Sunday, February 20, 2011

US House of Representatives pass $61bn of cuts to domestic programs

Senate Democrats promise higher spending levels and are poised to defend Obama's health care bill, environmental policies and new efforts to overhaul regulation of the financial services industry.

Changes rammed through the House on Friday and Saturday would shield greenhouse-gas polluters and privately owned colleges from federal regulators, block a plan to clean up the Chesapeake Bay, and bar the government from shutting down mountaintop mines it believes will cause too much water pollution, siding with business groups over environmental activists and federal regulators in almost every instance.

The gulf between the combatants ensures that difference on the measure won't be resolved soon, requiring a temporary spending bill when a current stopgap measure expires March 4.

Across four long days of freewheeling debate, Republicans left their conservative stamp in other ways.

They took several swipes at the year-old health care law, including voting for a ban on federal funding for its implementation. At the behest of anti-abortion lawmakers, they called for an end to federal funding for Planned Parenthood.

Republicans awarded the Pentagon an increase of less than 2 percent, but domestic agencies would bear slashing cuts of about 12 percent. Such reductions would feel almost twice as deep since they would be spread over the final seven months of the budget year.

Republicans recoiled, however, from some of the most politically difficult cuts to grants to local police and fire departments, special education and economic development.

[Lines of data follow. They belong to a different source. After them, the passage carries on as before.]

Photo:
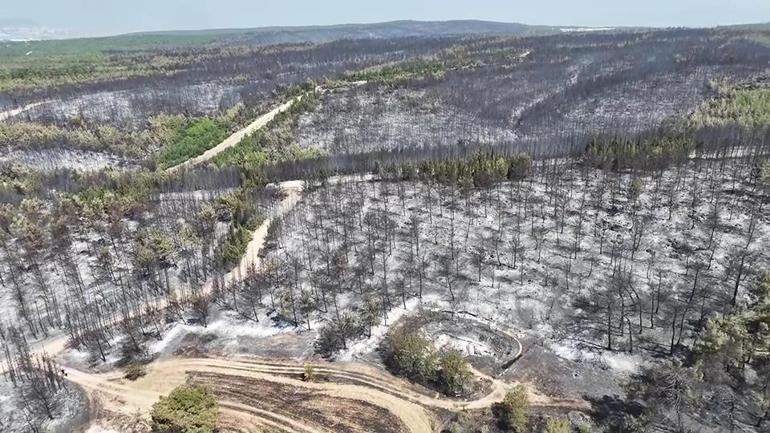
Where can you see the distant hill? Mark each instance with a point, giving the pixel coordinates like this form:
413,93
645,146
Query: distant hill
387,30
262,36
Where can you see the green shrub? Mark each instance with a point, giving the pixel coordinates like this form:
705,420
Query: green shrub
308,373
455,373
192,140
558,425
234,245
187,409
516,408
412,355
134,371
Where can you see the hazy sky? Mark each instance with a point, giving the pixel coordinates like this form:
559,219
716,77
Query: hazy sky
120,16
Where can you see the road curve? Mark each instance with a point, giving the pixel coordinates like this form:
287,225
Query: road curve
236,138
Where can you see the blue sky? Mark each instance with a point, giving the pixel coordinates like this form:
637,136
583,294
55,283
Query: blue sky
91,17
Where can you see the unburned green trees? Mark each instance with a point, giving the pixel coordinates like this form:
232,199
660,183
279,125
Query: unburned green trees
187,409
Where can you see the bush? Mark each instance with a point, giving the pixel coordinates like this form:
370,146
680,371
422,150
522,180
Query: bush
455,373
516,408
412,355
192,140
187,409
134,371
308,373
234,245
558,425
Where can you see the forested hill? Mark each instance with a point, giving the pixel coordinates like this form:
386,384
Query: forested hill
386,30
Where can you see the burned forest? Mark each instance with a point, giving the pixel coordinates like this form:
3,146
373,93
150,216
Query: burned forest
406,227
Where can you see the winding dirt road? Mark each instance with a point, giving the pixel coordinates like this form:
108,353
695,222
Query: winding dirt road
236,138
342,381
4,115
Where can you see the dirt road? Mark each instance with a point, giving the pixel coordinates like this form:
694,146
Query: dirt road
236,138
4,115
342,382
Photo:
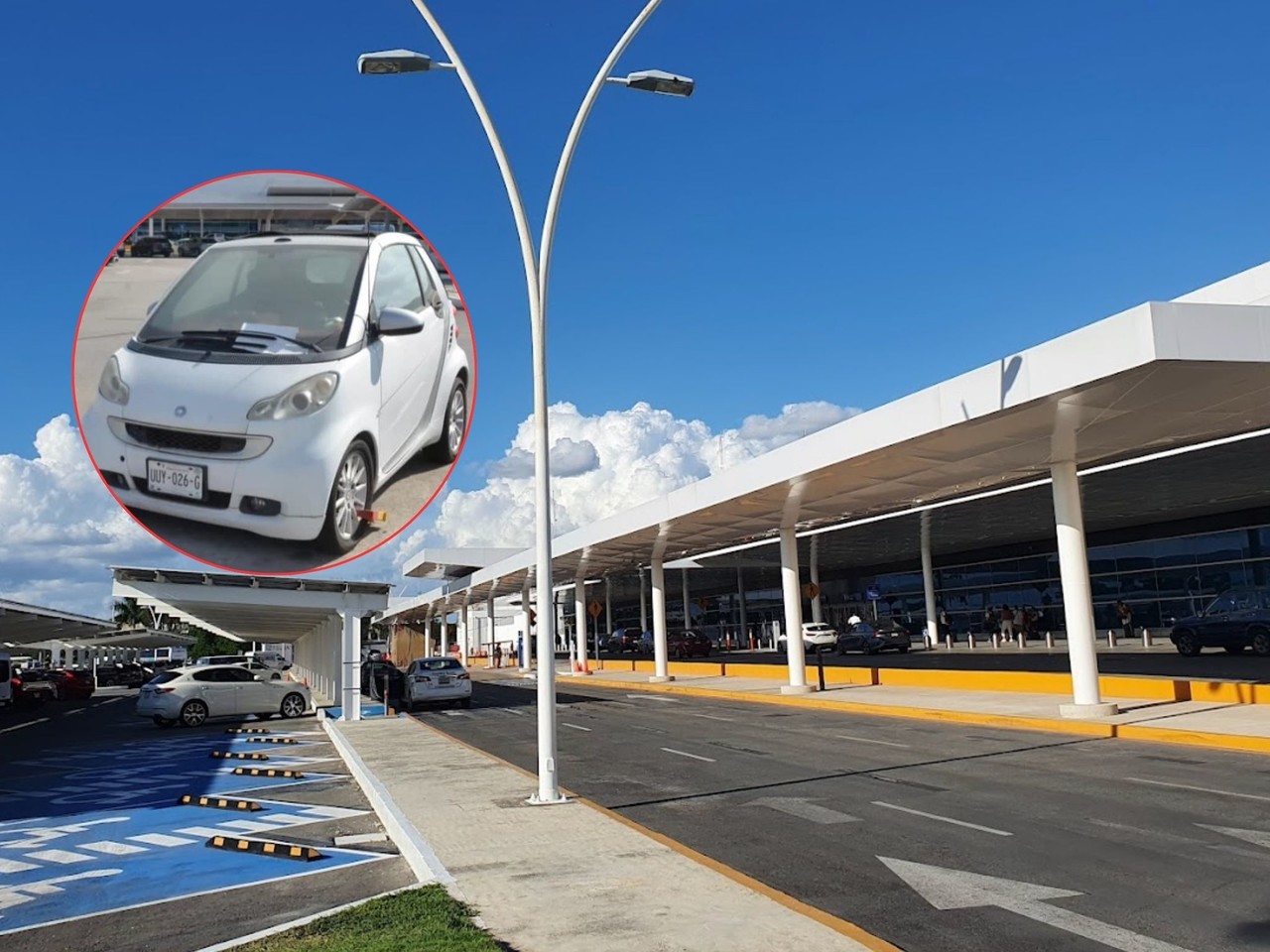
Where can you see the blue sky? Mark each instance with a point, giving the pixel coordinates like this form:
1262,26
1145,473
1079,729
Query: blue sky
860,199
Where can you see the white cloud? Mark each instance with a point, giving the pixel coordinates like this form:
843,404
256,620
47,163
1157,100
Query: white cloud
603,465
63,529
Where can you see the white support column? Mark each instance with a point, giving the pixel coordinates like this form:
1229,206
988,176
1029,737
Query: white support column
933,621
793,616
526,606
662,670
579,620
816,579
608,606
643,602
350,680
1078,598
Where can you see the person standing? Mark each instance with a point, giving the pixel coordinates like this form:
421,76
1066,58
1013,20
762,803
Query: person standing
1125,616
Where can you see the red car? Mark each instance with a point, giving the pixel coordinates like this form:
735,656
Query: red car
688,644
72,683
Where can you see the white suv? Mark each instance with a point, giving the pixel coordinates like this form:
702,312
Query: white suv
281,382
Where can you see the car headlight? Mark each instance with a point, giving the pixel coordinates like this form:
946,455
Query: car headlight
302,399
112,386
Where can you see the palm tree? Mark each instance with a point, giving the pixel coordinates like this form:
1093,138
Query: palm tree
130,615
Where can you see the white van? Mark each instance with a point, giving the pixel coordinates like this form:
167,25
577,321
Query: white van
5,687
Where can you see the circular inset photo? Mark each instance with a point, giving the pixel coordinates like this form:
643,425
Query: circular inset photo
275,373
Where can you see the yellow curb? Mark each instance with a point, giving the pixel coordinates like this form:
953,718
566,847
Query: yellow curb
839,925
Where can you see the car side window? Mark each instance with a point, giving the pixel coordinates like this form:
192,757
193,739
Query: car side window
397,285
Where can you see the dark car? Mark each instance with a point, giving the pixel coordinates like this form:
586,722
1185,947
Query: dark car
1234,620
873,639
151,246
688,644
625,640
376,674
72,683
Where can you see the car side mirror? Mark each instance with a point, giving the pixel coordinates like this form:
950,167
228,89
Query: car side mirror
398,321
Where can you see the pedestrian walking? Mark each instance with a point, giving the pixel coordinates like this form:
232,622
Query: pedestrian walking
1125,616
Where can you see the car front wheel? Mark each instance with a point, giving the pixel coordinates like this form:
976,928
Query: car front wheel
445,448
1188,644
293,705
193,714
349,497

About the only victory scored by Obama during the week came on a vote Wednesday to cancel $450 million for a costly alternative engine for the Pentagon's next-generation F-35 warplane. It was a top priority of Defense Secretary Robert Gates.

Democrats overwhelmingly oppose the measure and Obama has threatened a veto if it reaches his desk, citing sweeping cuts that he says would endanger the economic recovery.

"The bill will destroy 800,000 American jobs," said House Democratic Leader Nancy Pelosi, citing a study by the left-leaning Economic Policy Institute. "It will increase class sizes and take teachers out of the classrooms ... It will jeopardize homeless veterans, make our communities less secure, threaten America's innovation."

The 359-page bill was shaped beginning to end by the first-term Republicans, many of them elected with tea party backing.

They rejected an initial draft advanced by the leadership, saying it did not cut deeply enough.

The revised bill added more reductions, and cut $100 billion from Obama's request for the current year.